Başbakan Aleksis Çipras'ın Türkiye ziyareti bir çok açıdan önemliydi. Herşeyden önce sembolik açından son derece önemli bir ziyaret gerçekleşti. İstanbul Rum Azınlığı'nın çok önemli bir sorunu olan Ruhban Okulu meselesi Başbakan Çipras'ın ziyaretiyle en üst seviyede dile getirildi. İlk kez bir Yunan başbakanı Heybeliada Ruhban Okulu'nu ziyaret etmiş oldu. Bu ziyaretle İstabul Rum toplumunun önemi, önceliği ve taleplerine beklentileriyle ilgili konu birkaç basamak yukarıya çıktı. Gerek Ankara'daki resmi temaslar sırasında gerekse İstanbul'daki ziyaretlerde Rum azınlık teması oldukça üst seviyelerde tutuldu.
Çipras'ın Ankara ziyareti sırasında verilen resmi yemeğe patrik Vartholomeos başta olmak üzere İstabul Rum azınlık temsilcilerinin davet edilmesi, yanısıra Türkiye'deki Yunanlı sporcuların davetli listesinde yer alması son derece anlamlıydı. Keşke Başbakan Çipras da Ankara'ya giderken sembolik olarak da olsa partisine mensup üç azınlık milletvekilinden en azından birini yanına alabilseydi.
Cumhurbaşkanı Recep Tayyip Erdoğan ile Başbakan Aleksis Çipras arasında yapılan görüşmenin iki buçuk saat gibi uzun bir süre sürdüğü açıklandı. İki liderin Türkiye ile Yunanistan arasındaki konuların tamamına yakınını ele aldığını tahmin etmek zor değil. Bu konuların arasında tabii ki iki azınlığın yaşadığı sorunlar da var. Yani Batı Trakya Müslüman Türk Azınlığı ile İstanbul Ortodoks Rum Azınlığın sorunları. Zaten görüşmelerden sonra gerçekleştirilen ortak basın toplantısında anavatan Türkiye Cumhurbaşkanı Recep Tayyip Erdoğan, görüşmede Batı Trakya'daki soydaşların sorunlarını aktardığını net bir şekilde söyledi. Hatta Heybeliada Ruhban Okulu konusunu ele aldıklarını belirterek, kendisinin de Batı Trakya'daki müftülük sorununun çözümünü gündeme getirdiğini dile getirdi. Cumhurbaşkanı Erdoğan'ın "azınlıkları dostluk ve işbirliği köprüsü olarak görüyoruz" şeklindeki açıklaması da anlamlıydı.
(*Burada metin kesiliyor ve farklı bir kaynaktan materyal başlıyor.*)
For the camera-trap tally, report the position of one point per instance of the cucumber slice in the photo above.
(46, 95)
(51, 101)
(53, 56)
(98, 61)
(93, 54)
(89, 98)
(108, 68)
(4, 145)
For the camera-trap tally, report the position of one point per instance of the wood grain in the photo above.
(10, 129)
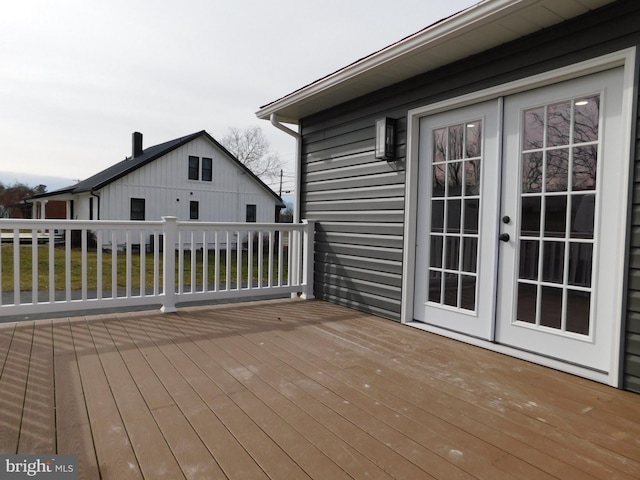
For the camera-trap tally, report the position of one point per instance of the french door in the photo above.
(456, 250)
(519, 220)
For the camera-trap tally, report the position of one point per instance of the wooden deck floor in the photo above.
(292, 390)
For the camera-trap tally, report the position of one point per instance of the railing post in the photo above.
(308, 252)
(170, 232)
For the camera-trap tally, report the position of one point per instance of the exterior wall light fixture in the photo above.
(386, 138)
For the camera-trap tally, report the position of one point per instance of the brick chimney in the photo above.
(136, 144)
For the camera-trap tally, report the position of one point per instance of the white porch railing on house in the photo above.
(70, 265)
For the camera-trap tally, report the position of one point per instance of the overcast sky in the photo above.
(77, 77)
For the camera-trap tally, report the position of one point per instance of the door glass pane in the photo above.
(472, 180)
(451, 290)
(529, 258)
(437, 216)
(471, 215)
(527, 303)
(469, 254)
(532, 172)
(452, 252)
(557, 171)
(533, 129)
(455, 205)
(436, 252)
(587, 119)
(435, 285)
(558, 124)
(551, 307)
(578, 304)
(439, 176)
(558, 192)
(468, 292)
(585, 163)
(440, 145)
(455, 142)
(555, 216)
(454, 183)
(553, 262)
(453, 216)
(582, 215)
(473, 140)
(530, 217)
(580, 255)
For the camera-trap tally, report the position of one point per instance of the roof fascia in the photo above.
(442, 31)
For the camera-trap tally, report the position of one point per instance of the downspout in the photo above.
(296, 188)
(93, 194)
(296, 260)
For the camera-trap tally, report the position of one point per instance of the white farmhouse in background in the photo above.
(191, 178)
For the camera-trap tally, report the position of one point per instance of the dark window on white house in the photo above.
(207, 169)
(194, 167)
(251, 213)
(194, 210)
(137, 209)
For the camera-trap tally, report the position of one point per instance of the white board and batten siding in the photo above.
(167, 191)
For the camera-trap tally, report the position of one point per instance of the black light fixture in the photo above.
(386, 138)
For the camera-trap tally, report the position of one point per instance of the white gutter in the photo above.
(296, 188)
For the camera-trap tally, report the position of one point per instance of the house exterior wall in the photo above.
(358, 201)
(167, 191)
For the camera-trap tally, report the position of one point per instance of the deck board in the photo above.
(293, 389)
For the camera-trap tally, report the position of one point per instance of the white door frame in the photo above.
(623, 58)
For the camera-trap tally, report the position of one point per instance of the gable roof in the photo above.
(480, 27)
(148, 155)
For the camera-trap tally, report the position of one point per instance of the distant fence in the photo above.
(70, 265)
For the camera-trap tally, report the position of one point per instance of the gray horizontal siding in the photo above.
(353, 196)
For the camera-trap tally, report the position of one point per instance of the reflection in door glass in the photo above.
(559, 166)
(558, 124)
(454, 224)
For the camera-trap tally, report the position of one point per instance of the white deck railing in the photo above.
(71, 265)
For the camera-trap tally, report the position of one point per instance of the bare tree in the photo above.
(12, 198)
(251, 148)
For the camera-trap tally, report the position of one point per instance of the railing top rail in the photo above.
(7, 223)
(191, 225)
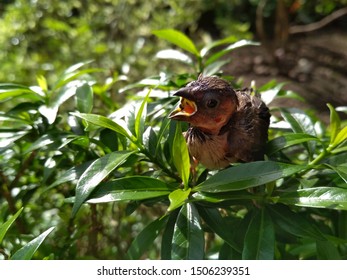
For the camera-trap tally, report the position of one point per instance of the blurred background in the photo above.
(302, 42)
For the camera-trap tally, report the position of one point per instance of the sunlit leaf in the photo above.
(50, 110)
(335, 123)
(294, 223)
(8, 138)
(41, 80)
(180, 155)
(8, 91)
(84, 98)
(177, 38)
(178, 198)
(141, 117)
(319, 197)
(326, 250)
(214, 220)
(259, 241)
(146, 238)
(129, 188)
(188, 239)
(166, 241)
(248, 175)
(174, 55)
(27, 251)
(341, 170)
(95, 173)
(300, 123)
(5, 226)
(106, 123)
(69, 175)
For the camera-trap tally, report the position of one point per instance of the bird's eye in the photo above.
(212, 103)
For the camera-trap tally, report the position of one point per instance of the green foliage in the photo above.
(116, 181)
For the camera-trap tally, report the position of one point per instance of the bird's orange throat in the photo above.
(185, 108)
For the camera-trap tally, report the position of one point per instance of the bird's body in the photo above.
(226, 126)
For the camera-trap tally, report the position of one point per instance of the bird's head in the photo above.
(207, 103)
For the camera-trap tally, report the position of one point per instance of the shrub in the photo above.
(97, 176)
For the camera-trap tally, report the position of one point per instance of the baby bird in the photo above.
(226, 125)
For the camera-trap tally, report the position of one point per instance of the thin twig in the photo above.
(319, 24)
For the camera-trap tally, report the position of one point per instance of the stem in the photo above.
(22, 169)
(164, 168)
(318, 158)
(93, 233)
(4, 191)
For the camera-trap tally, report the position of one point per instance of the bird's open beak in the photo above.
(185, 108)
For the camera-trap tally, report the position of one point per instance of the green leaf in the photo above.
(146, 238)
(341, 170)
(109, 138)
(70, 175)
(84, 98)
(106, 123)
(288, 140)
(8, 138)
(141, 117)
(95, 173)
(27, 251)
(177, 198)
(335, 123)
(340, 137)
(166, 242)
(326, 250)
(177, 38)
(294, 223)
(248, 175)
(5, 226)
(48, 139)
(320, 197)
(259, 241)
(216, 223)
(188, 239)
(180, 155)
(50, 110)
(8, 91)
(129, 188)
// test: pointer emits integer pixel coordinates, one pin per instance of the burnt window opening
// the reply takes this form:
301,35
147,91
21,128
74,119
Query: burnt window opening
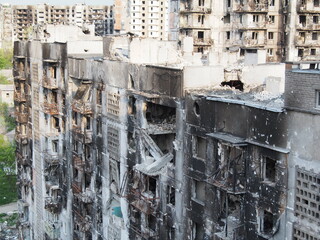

Ancak, ülkemizin Başbakanı Çipras'in basın toplantısında görüştükleri konuları tek tek sıralarken Batı Trakya konusuna değinmemesi dikkat çekti. Bu noktada bazı konuları hatırlatmak isterim. Ülkemiz Yunanistan ne yazık ki siyasi bir iradeden yoksun. Nedir bu irade? Batı Trakya Türk Azınlığı'yla ilgili konuları Türkiye ile konuştuğunu söyleyemiyor. İstanbul'daki azınlıktan bahsederken "Yunan - Elen" azınlık derken, bizim için "Türk" azınlık ibaresini kullanmayı bırakın, Türkiye ile Batı Trakya'daki azınlığı ilgilendiren konuları konuştuğunu dile getirmek bile bir sorun. Yunanistan, iki ülke arasındaki meseleleri konuşuyor, İstanbul Rumlarını ilgilendiren sorunları masaya yatırıyor, bu konuyla alakalı talepleri dile getiriyor ancak Batı Trakya Türklerinin ilgilendiren konuları konuşmak istemiyor. Böyle bir konu başlığını "YOK" sayıyor. Yunanistan'ın bu politikası realiteden çok uzakta. Tam anlamıyla bir inkarcılık. Gerçekle bağını kaybetmiş bir yönetim şeklinin karakteristik özelliği. Son yıllarda Yunanistan'ın pek bir atıfta bulunduğu Lozan antlaşması bile Türkiye ile imzalandı. Batı Trakya Türk Azınlığı'nın bir hakkı olan "azınlık eğitimi"ni belirleyen anlaşma ve protokoller Türkiye ile imzalandı. "Tarihi ve coğrafi gerçekleri reddediyorum" deseniz bile hukuki anlamda imzalanan anlaşma ve sözleşmeler mevcut. Dolayısıyla; azınlık konusu benim iç meselem, kimseyle konuşmam demek gerçekçi bir yaklaşımdan çok ama çok uzakta. Bu gibi fobileri beslemenin Yunanistan'a bir faydasının olmayacağı çok açık.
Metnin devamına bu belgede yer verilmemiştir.